En la caída, un objeto redondo salió despedido de uno de sus bolsillos mágicos y rodó por el suelo. Al reparar en él, Raistlin ahogó una exclamación de rabia y de pánico, pues aquella pequeña esfera constituía otra prueba fehaciente de su fracaso. En efecto, se trataba del Orbe de los Dragones que, resquebrajado, extinto, inútil, parecía resuelto a abandonarle en la hora de su declive. Se lanzó hacia la bola frenéticamente, mas ésta se deslizó cual una canica sobre las losas y eludió su garra. Se arrastró tras el escurridizo ingenio hasta que al fin se detuvo y, cuando se disponía a recuperarlo, también él se inmovilizó. Ante él se erguía, imponente, el Portal.
Era idéntico al de la Torre de la Alta Hechicería de Palanthas: una doble hoja ovalada que se alzaba sobre una plataforma, adornada y custodiada por cinco cabezas reptilianas. Sinuosos sus cuellos, encaradas hacia dentro, las bocas de aquellas criaturas permanecían abiertas como si reclamasen en silencio el tributo debido a su soberana.
En Palanthas, la puerta estaba atrancada. Nadie podía traspasarla salvo los moradores del Abismo al salir en dirección opuesta, un evento improbable dado que ni siquiera la Reina tenía opción a desplazarse a su antojo al plano real de la existencia. Este acceso se hallaba asimismo ajustado, pero había dos seres en el mundo capaces de cruzarlo: un clérigo de túnica blanca que ostentara el estandarte del Bien supremo y un archimago ataviado de negro, exponente de la malignidad en su más amplio sentido. Una combinación harto difícil, exigida por los grandes hechiceros con la esperanza de sellar así para siempre, la comunicación con el universo de la inmortalidad.

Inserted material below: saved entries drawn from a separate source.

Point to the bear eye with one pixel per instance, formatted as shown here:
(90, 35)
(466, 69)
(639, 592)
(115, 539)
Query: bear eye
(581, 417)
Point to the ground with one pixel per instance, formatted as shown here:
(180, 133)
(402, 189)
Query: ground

Cualquier persona corriente, al escrutar el Portal, no habría divisado sino un espacio de brumas, desnudo y gélido. Pero el nigromante había cesado de pertenecer a ese grupo. Tras tantos años de concentrar sus energías y estudios en la consecución de su objetivo, de acercarse a su divinidad, se hallaba ahora en suspenso entre ambos mundos. Con sólo mirar la impresionante hoja, casi podía penetrar la negrura que la escudaba, una negrura que oscilaba frente a sus ojos. Apartando sus pupilas de tan fascinador y temible reto, se afanó en recobrar el Orbe.